Open-source AI is everywhere right now. The problem is, no one agrees on what it actually is. Now we may finally have an answer. The Open Source Initiative (OSI), the self-appointed arbiters of what it means to be open source, has released a new definition, which it hopes will help lawmakers develop regulations to protect consumers from AI risks.
Though OSI has published much about what constitutes open-source technology in other fields, this marks its first attempt to define the term for AI models. It asked a 70-person group of researchers, lawyers, policymakers, and activists, as well as representatives from big tech companies like Meta, Google, and Amazon, to come up with the working definition.

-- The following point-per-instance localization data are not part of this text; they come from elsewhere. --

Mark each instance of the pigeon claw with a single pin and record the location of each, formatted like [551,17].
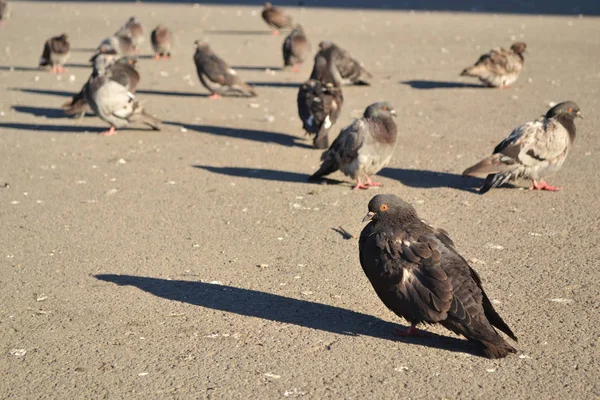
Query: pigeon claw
[542,185]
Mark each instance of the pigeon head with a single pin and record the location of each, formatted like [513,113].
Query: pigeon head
[567,108]
[518,47]
[381,109]
[386,206]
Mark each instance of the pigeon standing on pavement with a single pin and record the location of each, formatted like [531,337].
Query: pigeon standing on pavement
[161,42]
[295,48]
[217,76]
[113,103]
[418,274]
[342,67]
[532,151]
[319,107]
[276,18]
[363,148]
[499,67]
[55,54]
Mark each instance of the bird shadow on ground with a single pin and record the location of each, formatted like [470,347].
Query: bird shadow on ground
[255,68]
[249,134]
[276,84]
[287,310]
[171,93]
[422,84]
[41,112]
[260,173]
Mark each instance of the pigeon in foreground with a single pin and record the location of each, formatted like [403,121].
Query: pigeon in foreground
[499,67]
[276,18]
[217,76]
[418,274]
[113,103]
[295,48]
[55,53]
[133,29]
[532,151]
[319,106]
[364,147]
[342,67]
[161,42]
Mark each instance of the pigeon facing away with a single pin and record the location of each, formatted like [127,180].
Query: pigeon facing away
[217,76]
[499,67]
[342,67]
[532,151]
[276,18]
[161,42]
[55,53]
[319,107]
[133,29]
[364,147]
[418,274]
[113,103]
[295,48]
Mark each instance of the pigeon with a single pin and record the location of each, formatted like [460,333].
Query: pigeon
[319,107]
[295,48]
[113,103]
[499,67]
[161,42]
[121,44]
[276,18]
[532,151]
[217,76]
[122,70]
[364,147]
[343,68]
[420,276]
[55,53]
[133,29]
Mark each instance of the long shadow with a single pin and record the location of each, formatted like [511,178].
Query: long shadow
[249,134]
[272,307]
[255,68]
[41,112]
[422,84]
[276,84]
[265,174]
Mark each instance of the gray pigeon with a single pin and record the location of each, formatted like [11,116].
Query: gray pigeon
[499,67]
[113,103]
[319,107]
[342,67]
[133,29]
[55,54]
[217,76]
[276,18]
[363,148]
[161,42]
[532,151]
[122,70]
[295,48]
[418,274]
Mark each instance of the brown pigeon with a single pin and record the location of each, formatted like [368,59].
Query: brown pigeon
[418,274]
[55,54]
[363,148]
[161,42]
[532,151]
[217,76]
[276,18]
[499,67]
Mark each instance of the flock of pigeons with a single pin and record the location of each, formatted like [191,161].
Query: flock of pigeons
[414,268]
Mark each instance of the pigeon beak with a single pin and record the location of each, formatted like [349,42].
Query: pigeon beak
[369,216]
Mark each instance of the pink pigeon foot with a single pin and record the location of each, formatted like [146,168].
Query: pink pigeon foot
[543,186]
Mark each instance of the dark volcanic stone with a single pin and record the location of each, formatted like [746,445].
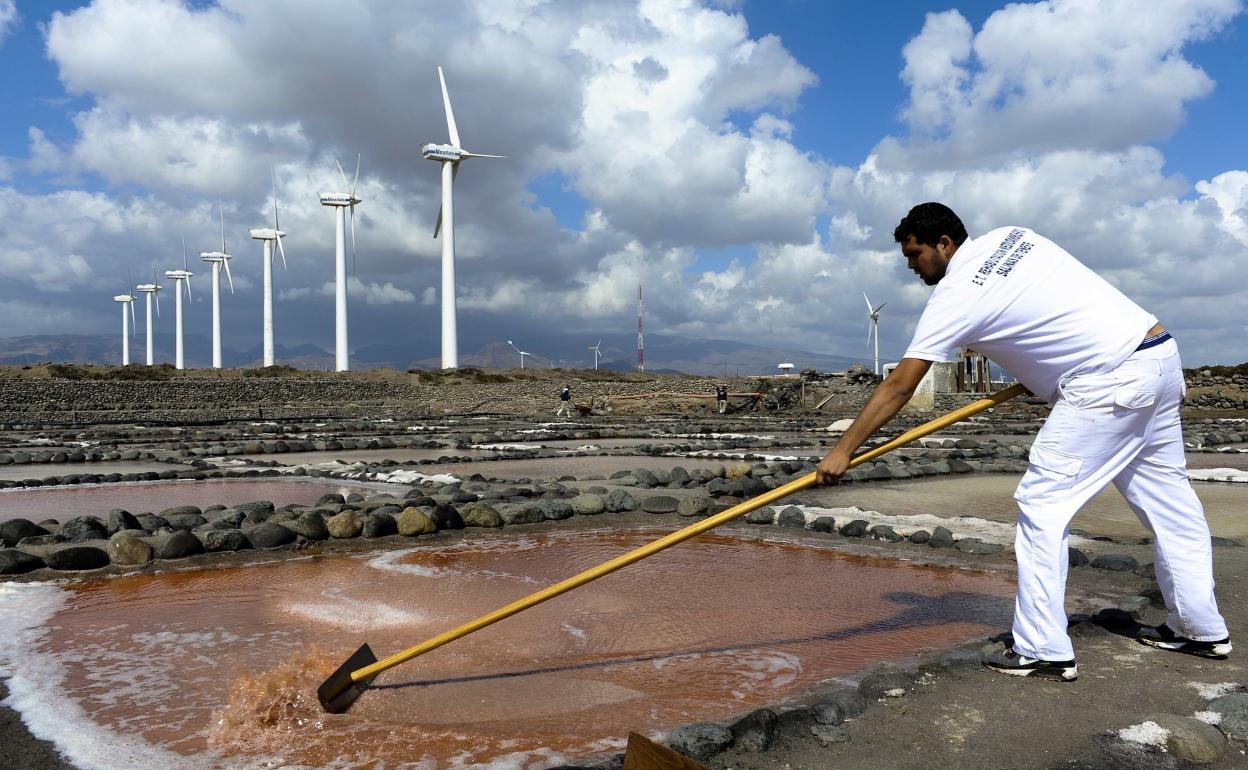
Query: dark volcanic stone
[941,538]
[16,562]
[700,740]
[84,527]
[755,730]
[225,539]
[180,544]
[271,536]
[78,557]
[1115,562]
[791,517]
[378,526]
[660,503]
[855,529]
[447,517]
[13,531]
[121,519]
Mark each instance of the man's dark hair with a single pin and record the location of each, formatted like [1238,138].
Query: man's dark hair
[927,222]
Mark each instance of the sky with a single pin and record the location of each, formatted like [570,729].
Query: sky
[745,161]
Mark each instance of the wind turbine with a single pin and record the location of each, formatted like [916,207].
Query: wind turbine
[874,316]
[268,235]
[518,351]
[180,277]
[341,201]
[126,300]
[217,258]
[149,290]
[449,156]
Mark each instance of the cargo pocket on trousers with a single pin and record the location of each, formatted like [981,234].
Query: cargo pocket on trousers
[1051,472]
[1131,398]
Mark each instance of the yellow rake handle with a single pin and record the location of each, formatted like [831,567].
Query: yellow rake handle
[677,537]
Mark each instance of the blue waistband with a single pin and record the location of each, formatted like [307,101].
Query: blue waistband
[1153,341]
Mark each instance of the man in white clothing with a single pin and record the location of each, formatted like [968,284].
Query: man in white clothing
[1116,382]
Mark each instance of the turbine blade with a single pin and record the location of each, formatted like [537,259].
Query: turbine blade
[451,115]
[353,273]
[341,172]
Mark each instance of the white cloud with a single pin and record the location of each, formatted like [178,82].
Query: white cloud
[8,18]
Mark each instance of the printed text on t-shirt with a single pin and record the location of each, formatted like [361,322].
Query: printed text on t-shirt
[1011,250]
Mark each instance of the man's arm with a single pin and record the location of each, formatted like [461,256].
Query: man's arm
[884,404]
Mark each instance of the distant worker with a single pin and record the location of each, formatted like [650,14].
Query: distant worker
[1116,382]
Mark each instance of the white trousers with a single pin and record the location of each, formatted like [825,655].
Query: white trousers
[1122,426]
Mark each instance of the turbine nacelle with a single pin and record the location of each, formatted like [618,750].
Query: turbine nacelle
[338,199]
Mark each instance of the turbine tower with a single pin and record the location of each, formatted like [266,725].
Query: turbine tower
[267,236]
[449,156]
[149,290]
[341,201]
[126,300]
[180,277]
[217,258]
[874,326]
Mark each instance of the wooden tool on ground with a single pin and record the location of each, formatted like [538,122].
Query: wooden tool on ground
[351,679]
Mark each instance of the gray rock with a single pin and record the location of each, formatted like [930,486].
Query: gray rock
[481,514]
[521,513]
[886,534]
[1233,709]
[380,526]
[941,538]
[855,529]
[121,519]
[874,687]
[693,507]
[588,504]
[226,539]
[413,522]
[977,547]
[700,740]
[659,503]
[180,544]
[618,501]
[754,731]
[1115,562]
[84,528]
[829,735]
[18,562]
[791,517]
[311,526]
[127,549]
[345,526]
[1191,739]
[271,534]
[824,523]
[15,531]
[78,558]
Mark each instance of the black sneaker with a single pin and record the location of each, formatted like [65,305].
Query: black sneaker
[1009,662]
[1166,639]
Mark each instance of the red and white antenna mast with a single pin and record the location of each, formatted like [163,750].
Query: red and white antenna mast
[640,337]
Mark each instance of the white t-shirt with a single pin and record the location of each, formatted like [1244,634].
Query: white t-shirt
[1031,307]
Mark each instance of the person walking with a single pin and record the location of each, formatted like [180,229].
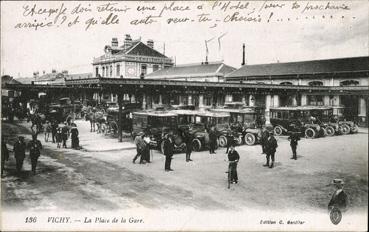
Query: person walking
[4,155]
[271,147]
[74,136]
[168,152]
[294,138]
[212,140]
[34,147]
[19,153]
[233,158]
[140,145]
[65,134]
[188,140]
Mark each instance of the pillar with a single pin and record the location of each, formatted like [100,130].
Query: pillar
[275,100]
[189,99]
[251,100]
[144,101]
[326,100]
[303,99]
[201,101]
[160,99]
[268,100]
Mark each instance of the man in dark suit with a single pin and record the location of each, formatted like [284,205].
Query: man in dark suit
[34,147]
[19,153]
[294,138]
[168,152]
[271,147]
[339,198]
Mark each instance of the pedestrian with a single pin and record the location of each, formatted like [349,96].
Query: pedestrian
[4,155]
[140,145]
[74,136]
[54,128]
[65,135]
[34,147]
[212,140]
[188,140]
[339,198]
[233,158]
[58,137]
[271,147]
[168,152]
[19,153]
[294,138]
[230,140]
[47,131]
[263,139]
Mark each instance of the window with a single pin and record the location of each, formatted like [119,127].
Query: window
[143,69]
[118,70]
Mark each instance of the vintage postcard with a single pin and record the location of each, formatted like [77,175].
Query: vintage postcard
[184,115]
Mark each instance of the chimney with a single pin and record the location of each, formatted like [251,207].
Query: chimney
[243,55]
[114,42]
[127,41]
[150,43]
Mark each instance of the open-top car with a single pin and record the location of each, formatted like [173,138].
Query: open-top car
[309,120]
[246,120]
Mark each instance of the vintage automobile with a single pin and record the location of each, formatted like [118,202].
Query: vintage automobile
[112,118]
[246,121]
[339,121]
[312,121]
[157,124]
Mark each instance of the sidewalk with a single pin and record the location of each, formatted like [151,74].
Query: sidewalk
[94,142]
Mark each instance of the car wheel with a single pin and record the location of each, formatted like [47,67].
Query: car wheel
[222,141]
[250,139]
[278,130]
[310,133]
[329,131]
[345,129]
[196,145]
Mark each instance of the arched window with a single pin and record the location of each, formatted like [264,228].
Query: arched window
[316,83]
[349,83]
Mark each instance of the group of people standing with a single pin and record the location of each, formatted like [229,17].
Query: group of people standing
[19,149]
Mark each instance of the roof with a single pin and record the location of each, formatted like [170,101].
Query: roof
[352,64]
[302,108]
[192,70]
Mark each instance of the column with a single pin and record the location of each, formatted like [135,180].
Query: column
[160,99]
[143,101]
[251,100]
[294,100]
[268,100]
[189,99]
[303,99]
[326,100]
[201,101]
[276,100]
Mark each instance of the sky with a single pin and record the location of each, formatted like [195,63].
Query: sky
[290,35]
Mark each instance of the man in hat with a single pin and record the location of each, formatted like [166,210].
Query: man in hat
[339,198]
[233,158]
[140,145]
[271,147]
[168,151]
[4,155]
[34,147]
[294,138]
[19,153]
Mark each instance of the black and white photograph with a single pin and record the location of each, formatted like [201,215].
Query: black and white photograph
[184,115]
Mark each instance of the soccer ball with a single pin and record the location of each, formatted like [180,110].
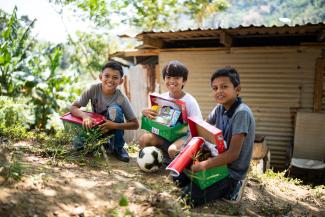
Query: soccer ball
[150,159]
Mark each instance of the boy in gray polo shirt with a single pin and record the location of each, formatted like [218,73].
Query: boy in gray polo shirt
[109,101]
[237,123]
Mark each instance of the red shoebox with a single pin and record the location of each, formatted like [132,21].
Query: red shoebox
[210,133]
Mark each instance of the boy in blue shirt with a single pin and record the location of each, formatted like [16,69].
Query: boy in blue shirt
[109,101]
[237,123]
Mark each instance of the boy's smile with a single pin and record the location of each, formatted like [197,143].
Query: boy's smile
[224,91]
[110,80]
[174,84]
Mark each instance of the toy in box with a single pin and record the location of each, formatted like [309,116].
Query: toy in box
[171,123]
[74,124]
[201,132]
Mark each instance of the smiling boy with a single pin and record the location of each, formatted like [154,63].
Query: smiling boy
[237,123]
[175,76]
[109,101]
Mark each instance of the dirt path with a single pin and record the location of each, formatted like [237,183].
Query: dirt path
[114,188]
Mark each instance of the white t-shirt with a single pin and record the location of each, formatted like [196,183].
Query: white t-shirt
[192,107]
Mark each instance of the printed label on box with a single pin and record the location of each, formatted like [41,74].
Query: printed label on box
[155,130]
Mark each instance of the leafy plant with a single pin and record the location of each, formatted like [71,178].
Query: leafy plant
[12,171]
[14,49]
[281,177]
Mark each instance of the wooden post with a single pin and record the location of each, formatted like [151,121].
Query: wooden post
[318,84]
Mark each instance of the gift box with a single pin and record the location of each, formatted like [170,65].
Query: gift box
[213,135]
[74,124]
[170,133]
[208,177]
[210,133]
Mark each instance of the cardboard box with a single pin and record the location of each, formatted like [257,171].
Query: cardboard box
[74,124]
[208,177]
[210,133]
[169,133]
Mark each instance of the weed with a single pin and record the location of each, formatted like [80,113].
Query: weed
[281,177]
[319,191]
[12,171]
[123,201]
[271,209]
[132,148]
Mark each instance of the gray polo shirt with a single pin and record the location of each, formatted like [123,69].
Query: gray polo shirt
[242,121]
[100,101]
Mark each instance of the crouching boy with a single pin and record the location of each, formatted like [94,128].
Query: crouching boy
[237,123]
[109,101]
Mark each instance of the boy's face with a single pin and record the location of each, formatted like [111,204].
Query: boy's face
[174,84]
[110,79]
[224,91]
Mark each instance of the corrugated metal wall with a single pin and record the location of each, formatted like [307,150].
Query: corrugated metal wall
[323,95]
[137,77]
[276,82]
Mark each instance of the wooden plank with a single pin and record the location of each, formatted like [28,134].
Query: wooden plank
[156,43]
[225,39]
[318,87]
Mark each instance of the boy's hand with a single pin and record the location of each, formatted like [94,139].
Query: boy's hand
[87,123]
[197,166]
[107,126]
[149,113]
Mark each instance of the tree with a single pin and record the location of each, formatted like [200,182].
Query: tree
[147,14]
[14,50]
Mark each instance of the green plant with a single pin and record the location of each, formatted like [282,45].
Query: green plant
[14,49]
[281,177]
[319,191]
[12,171]
[16,111]
[270,209]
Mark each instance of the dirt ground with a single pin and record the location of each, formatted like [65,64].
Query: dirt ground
[114,188]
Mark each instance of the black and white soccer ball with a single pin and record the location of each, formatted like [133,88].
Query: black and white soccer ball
[150,159]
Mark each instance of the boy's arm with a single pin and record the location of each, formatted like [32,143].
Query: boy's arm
[110,125]
[226,157]
[150,113]
[86,120]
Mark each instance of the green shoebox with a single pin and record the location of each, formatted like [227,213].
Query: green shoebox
[73,124]
[207,177]
[169,133]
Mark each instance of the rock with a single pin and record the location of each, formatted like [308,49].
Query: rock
[78,211]
[139,187]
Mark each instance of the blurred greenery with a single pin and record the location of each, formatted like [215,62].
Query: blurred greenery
[50,76]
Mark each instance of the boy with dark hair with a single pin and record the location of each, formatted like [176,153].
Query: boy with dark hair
[237,123]
[109,101]
[175,76]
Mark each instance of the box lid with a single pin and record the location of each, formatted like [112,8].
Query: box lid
[97,118]
[157,99]
[210,133]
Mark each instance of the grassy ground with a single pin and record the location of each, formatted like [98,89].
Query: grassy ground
[53,180]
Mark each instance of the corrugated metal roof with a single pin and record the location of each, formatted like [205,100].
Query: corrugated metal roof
[239,28]
[242,36]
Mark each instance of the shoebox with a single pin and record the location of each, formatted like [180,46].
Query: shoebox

According to the group, an open-source AI system can be used for any purpose without securing permission, and researchers should be able to inspect its components and study how the system works.
It should also be possible to modify the system for any purpose—including to change its output—and to share it with others to use, with or without modifications, for any purpose. In addition, the standard attempts to define a level of transparency for a given model’s training data, source code, and weights.
The previous lack of an open-source standard presented a problem. Although we know that the decisions of OpenAI and Anthropic to keep their models, data sets, and algorithms secret makes their AI closed source, some experts argue that Meta and Google’s freely accessible models, which are open to anyone to inspect and adapt, aren’t truly open source either, because of licenses that restrict what users can do with the models and because the training data sets aren’t made public. Meta, Google, and OpenAI have been contacted for their response to the new definition but did not reply before publication.
“Companies have been known to misuse the term when marketing their models,” says Avijit Ghosh, an applied policy researcher at Hugging Face, a platform for building and sharing AI models. Describing models as open source may cause them to be perceived as more trustworthy, even if researchers aren’t able to independently investigate whether they really are open source.
Ayah Bdeir, a senior advisor to Mozilla and a participant in OSI’s process, says certain parts of the open-source definition were relatively easy to agree upon, including the need to reveal model weights (the parameters that help determine how an AI model generates an output). Other parts of the deliberations were more contentious, particularly the question of how public training data should be.
The lack of transparency about where training data comes from has led to innumerable lawsuits against big AI companies, from makers of large language models like OpenAI to music generators like Suno, which do not disclose much about their training sets beyond saying they contain “publicly accessible information.” In response, some advocates say that open-source models should disclose all their training sets, a standard that Bdeir says would be difficult to enforce because of issues like copyright and data ownership.
Ultimately, the new definition requires that open-source models provide information about the training data to the extent that “a skilled person can recreate a substantially equivalent system using the same or similar data.” It’s not a blanket requirement to share all training data sets, but it also goes further than what many proprietary models or even ostensibly open-source models do today. It’s a compromise.
“Insisting on an ideologically pristine kind of gold standard that actually will not effectively be met by anybody ends up backfiring,” Bdeir says. She adds that OSI is planning some sort of enforcement mechanism, which will flag models that are described as open source but do not meet its definition. It also plans to release a list of AI models that do meet the new definition. Though none are confirmed, the handful of models that Bdeir told MIT Technology Review are expected to land on the list are relatively small names, including Pythia by Eleuther, OLMo by Ai2, and models by the open-source collective LLM360.